Мура покраснела. Ей как-то и в голову не приходило, что ее помощник, мужчина во цвете лет, вполне мог иметь даму сердца, тайную страсть.
— Какая-то сплошная полоса невезения, — жалобно сказал Вирхов, принимаясь за вторую лапу, — сначала в нашем любимом с Фрейбергом ресторане едва не угодил под пулю, предназначенную безухому китайцу. Затем на меня едва не попала слетевшая с крыши ваза. Теперь вот на старости лет чуть не лишился преданного друга, единственного домочадца. Что еще ждет меня впереди?
Мура испытывала нарастающую злость оттого, что этот достойнейший человек, так много сделавший для того, чтобы очистить столицу от преступников, оказался предметом шуток безответственного господина Маныча.
— А вы не собирались сегодня посетить бывшую гауптвахту? — спросила она у Вирхова, внутренне холодея от закравшихся в душу подозрений.
— Зачем? Вон, кота оттереть надо. И дела у меня нерасследованные стоят.
— Вы справитесь, — поддержала старшего друга Мура, — вам нужно только как следует разозлиться.
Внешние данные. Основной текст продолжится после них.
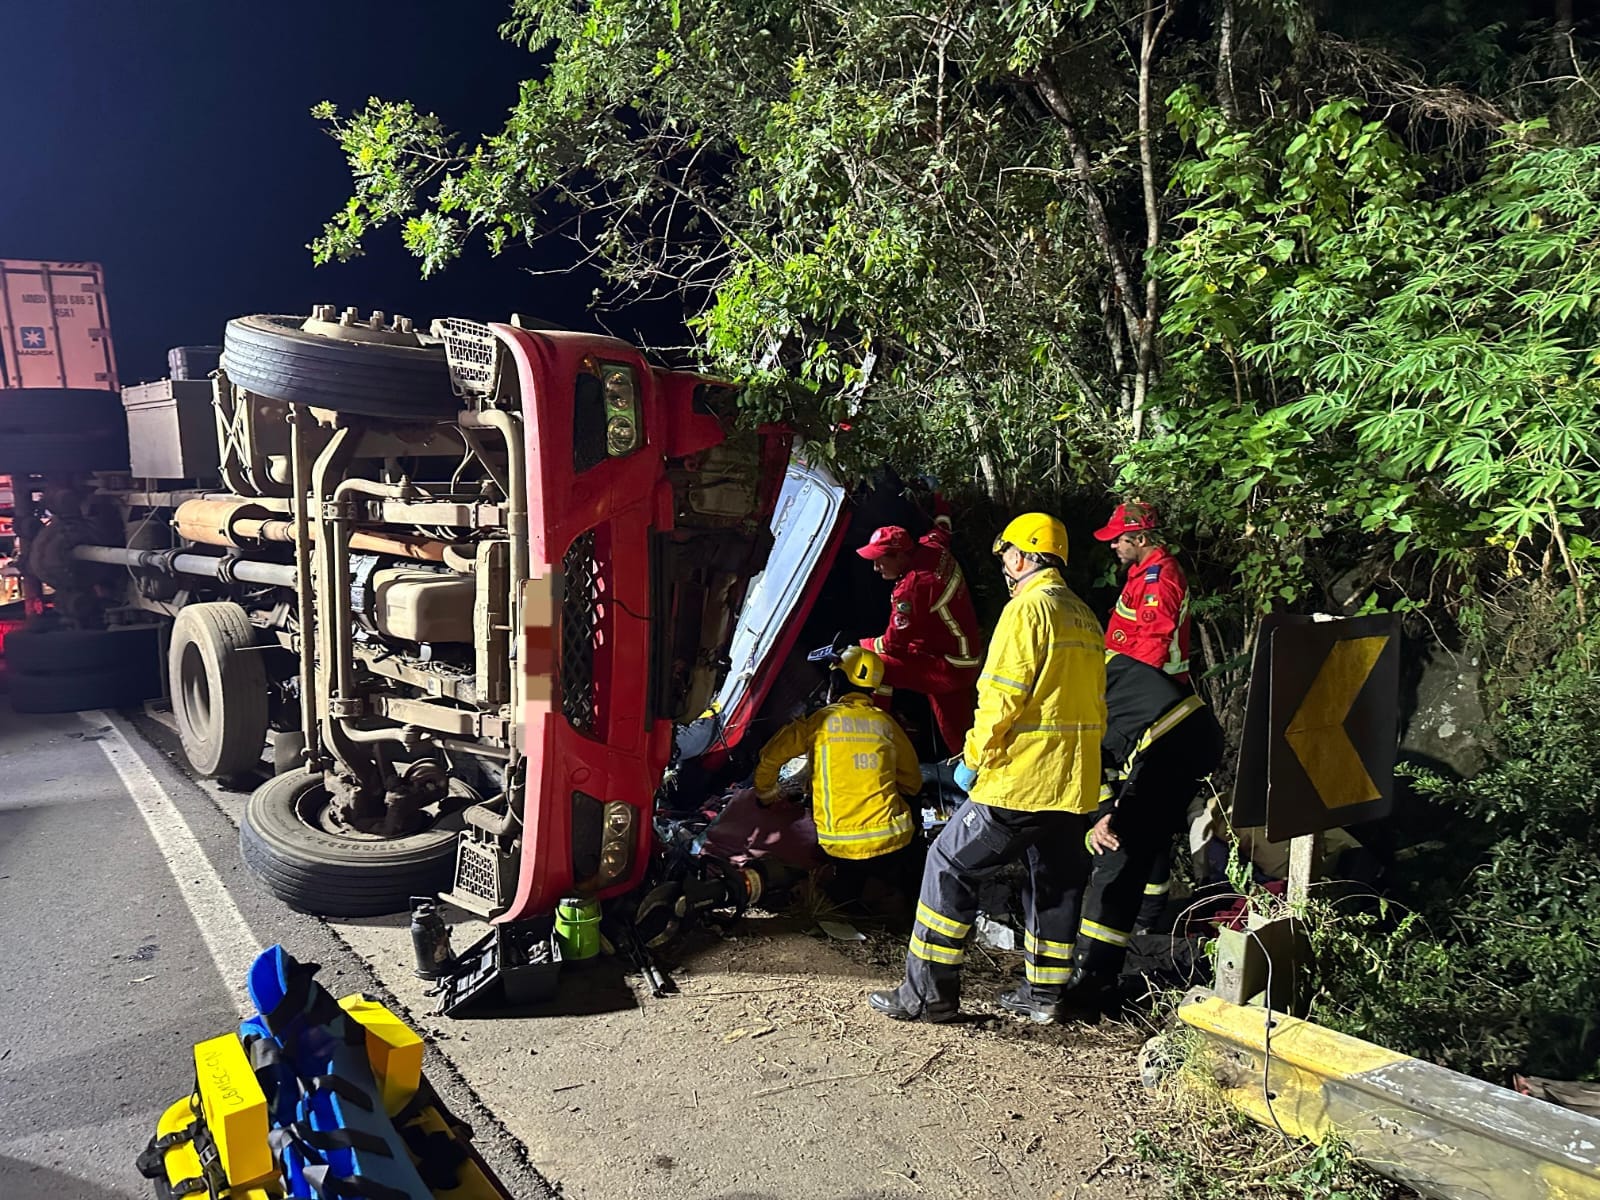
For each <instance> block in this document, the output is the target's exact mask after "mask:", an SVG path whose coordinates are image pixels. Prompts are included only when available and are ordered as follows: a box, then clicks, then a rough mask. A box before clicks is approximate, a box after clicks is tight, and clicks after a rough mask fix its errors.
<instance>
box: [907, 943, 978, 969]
mask: <svg viewBox="0 0 1600 1200" xmlns="http://www.w3.org/2000/svg"><path fill="white" fill-rule="evenodd" d="M910 952H912V954H915V955H917V957H918V958H923V960H926V962H930V963H946V965H947V966H960V965H962V962H963V960H965V958H966V950H952V949H950V947H949V946H934V944H933V942H925V941H923V939H922V938H912V939H910Z"/></svg>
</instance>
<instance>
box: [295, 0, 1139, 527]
mask: <svg viewBox="0 0 1600 1200" xmlns="http://www.w3.org/2000/svg"><path fill="white" fill-rule="evenodd" d="M1139 11H1142V10H1141V8H1139V6H1138V5H1131V3H1106V2H1104V0H989V2H986V3H976V5H966V6H962V8H957V10H949V8H941V6H930V5H915V3H914V5H910V6H906V5H901V3H890V2H888V0H859V2H856V3H850V5H837V3H832V2H830V0H806V2H805V3H800V5H787V3H771V2H770V0H768V2H766V3H754V5H750V3H726V0H722V2H714V3H709V5H698V6H694V8H693V10H690V8H686V6H682V5H675V3H674V5H659V3H654V2H653V0H598V3H592V5H584V6H581V8H574V6H571V5H568V3H565V2H563V0H517V2H515V3H514V5H512V18H510V21H509V22H507V26H506V34H507V37H510V38H514V40H517V42H520V43H522V45H525V46H526V48H528V50H530V51H534V53H538V54H539V56H541V58H542V59H547V61H549V67H547V69H546V70H544V74H542V75H541V77H538V78H531V80H530V82H526V83H525V85H523V86H522V93H520V96H518V98H517V102H515V106H514V107H512V109H510V112H509V117H507V122H506V126H504V130H501V131H499V133H494V134H490V136H485V138H480V139H459V138H454V136H453V134H451V133H450V131H448V130H446V128H445V126H443V125H442V123H440V122H438V120H437V118H434V117H430V115H426V114H419V112H418V110H414V109H413V107H411V106H410V104H406V102H384V101H371V102H368V106H366V107H365V109H362V110H358V112H354V114H347V115H341V114H338V112H336V110H334V109H333V107H331V106H326V104H323V106H318V107H317V110H315V115H317V117H318V118H322V120H325V122H328V123H330V128H331V133H333V134H334V136H336V138H338V141H339V144H341V147H342V150H344V154H346V158H347V162H349V165H350V171H352V179H354V195H352V197H350V200H349V202H347V205H346V206H344V208H342V210H341V211H339V213H336V214H334V216H333V219H331V221H330V222H328V224H326V227H325V229H323V234H322V237H320V238H317V242H315V243H314V253H315V258H317V259H318V261H333V259H344V258H350V256H354V254H358V253H362V246H363V245H365V242H366V240H368V238H370V237H373V234H374V232H378V230H379V229H381V227H384V226H398V229H400V232H402V238H403V242H405V245H406V246H408V248H410V250H411V253H413V254H416V256H418V258H419V261H421V264H422V269H424V272H434V270H437V269H440V267H442V266H445V264H448V262H450V261H451V259H453V258H454V256H456V254H459V253H461V250H462V246H464V245H466V240H467V238H470V237H477V235H482V237H483V238H485V240H486V242H488V245H490V246H491V250H496V251H501V250H506V248H510V246H515V245H517V243H518V242H525V240H536V238H541V237H571V238H574V240H576V242H578V245H579V248H581V253H584V254H586V256H587V258H589V259H590V261H594V262H597V264H598V266H600V267H602V269H603V270H605V272H606V275H608V278H610V282H611V285H613V288H614V291H613V296H614V298H616V299H619V301H622V302H627V301H630V299H635V298H645V296H659V294H674V296H678V298H682V299H683V302H685V307H686V314H685V315H686V320H688V325H690V330H691V333H693V334H694V341H696V349H698V355H699V365H702V366H704V368H707V370H712V371H720V373H726V374H731V376H738V378H739V379H742V381H746V382H747V387H746V392H744V397H746V405H747V408H749V414H750V418H752V419H760V418H773V416H786V418H790V419H798V421H800V422H802V426H803V427H805V429H806V430H808V432H810V434H811V435H813V437H814V438H816V440H818V442H819V443H821V448H822V450H824V453H840V454H843V456H846V458H848V459H851V461H853V462H867V461H870V459H880V458H885V456H886V458H890V459H891V461H894V462H901V464H917V466H918V467H920V469H933V470H936V472H939V474H941V475H942V477H944V478H946V480H949V482H952V483H958V482H962V480H968V478H974V477H981V480H982V485H984V488H986V490H987V491H990V493H992V494H995V496H998V494H1022V493H1029V491H1037V490H1046V491H1050V490H1054V491H1059V490H1062V488H1070V486H1074V485H1082V483H1088V482H1093V483H1094V485H1098V486H1104V485H1106V483H1109V480H1110V458H1112V453H1114V451H1115V448H1117V446H1118V445H1120V442H1122V438H1123V437H1125V432H1123V429H1122V416H1123V410H1125V406H1126V378H1128V373H1130V371H1131V370H1133V368H1131V366H1130V358H1128V355H1126V352H1125V347H1120V346H1118V347H1107V346H1106V334H1104V318H1102V307H1104V275H1106V269H1104V261H1102V251H1101V248H1098V246H1096V245H1094V243H1093V240H1091V238H1090V237H1088V235H1086V234H1085V230H1083V211H1082V206H1080V205H1078V203H1075V200H1074V194H1072V182H1070V181H1072V178H1074V163H1072V154H1070V147H1069V144H1067V139H1066V136H1064V130H1062V126H1061V122H1059V120H1056V118H1054V117H1051V115H1050V114H1046V112H1045V110H1043V107H1042V104H1040V101H1038V99H1037V96H1035V94H1034V91H1032V88H1034V85H1032V78H1034V75H1035V74H1040V72H1056V74H1059V72H1061V70H1078V69H1082V70H1083V75H1082V78H1080V80H1077V82H1075V91H1077V99H1080V101H1082V102H1083V104H1085V106H1086V110H1090V112H1098V114H1101V118H1102V120H1109V122H1110V120H1123V122H1125V120H1126V117H1128V93H1126V88H1125V86H1122V80H1120V78H1118V70H1120V67H1114V66H1110V64H1112V62H1114V61H1115V51H1114V42H1115V40H1117V38H1120V37H1122V35H1123V30H1125V26H1126V22H1128V19H1130V18H1136V14H1138V13H1139ZM1107 163H1109V165H1110V166H1112V174H1107V176H1104V179H1106V181H1107V186H1109V184H1110V181H1112V178H1114V174H1120V182H1118V184H1117V186H1120V187H1126V189H1130V192H1128V194H1130V195H1131V194H1133V192H1131V187H1133V186H1134V184H1136V176H1134V174H1133V173H1131V171H1130V170H1128V163H1126V162H1125V158H1123V155H1122V150H1120V149H1114V150H1112V154H1110V155H1109V157H1107ZM1118 163H1120V165H1118ZM1114 358H1115V360H1117V362H1114ZM1118 362H1120V363H1122V365H1120V366H1118V365H1117V363H1118ZM845 424H848V426H851V427H853V430H854V432H853V435H851V437H850V438H837V437H835V434H837V432H838V429H840V427H842V426H845Z"/></svg>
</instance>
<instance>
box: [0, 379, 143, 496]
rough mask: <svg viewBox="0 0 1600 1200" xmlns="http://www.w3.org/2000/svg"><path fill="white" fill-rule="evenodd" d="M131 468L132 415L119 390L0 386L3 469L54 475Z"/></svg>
mask: <svg viewBox="0 0 1600 1200" xmlns="http://www.w3.org/2000/svg"><path fill="white" fill-rule="evenodd" d="M126 469H128V419H126V414H125V413H123V410H122V397H120V395H118V394H117V392H110V390H101V389H91V387H30V389H27V390H0V472H3V474H8V475H54V474H78V472H90V470H126Z"/></svg>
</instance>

И тогда вы горы свернете, но найдете преступников.
Мария Николаевна протянула Вирхову «Петербургский листок» с фельетоном Маныча-К-на.
Вирхов встал с дивана и погрузился в чтение, и чем дальше он читал, тем свирепее становилось выражение его лица. Он уже дочитывал последний абзац, когда предоставленный самому себе кот приподнял голову, мутным глазом покосился на хозяина, издал тяжелое «уф-ф» и вновь откинулся на подушки. Карл Иванович болезненно скривился и отшвырнул газетенку, уставился на несчастного Минхерца и топнул.
— Гауптвахта? Собаки в намордниках? Аплодисменты укротителю? Да они у меня увидят небо с овчинку! Если эти бестии — Куприн и Маныч! — решили устроить спектакль, водевиль, народ веселить в военное время… Я их в бараний рог скручу! Вы увидите триумф сумрачного германского гения!
ГЛАВА 18
Павел Миронович Тернов, разумеется, не поехал с начальником любоваться на дохлого Минхерца. Прерывать расследование, бросать все дела… Нет, не так представлял себе истинное служение закону кандидат на судебные должности. Теперь основная нагрузка ложилась на него. Он был уверен, что Карл Иваныч займется вплотную похоронами любимого котика и следствие приостановится.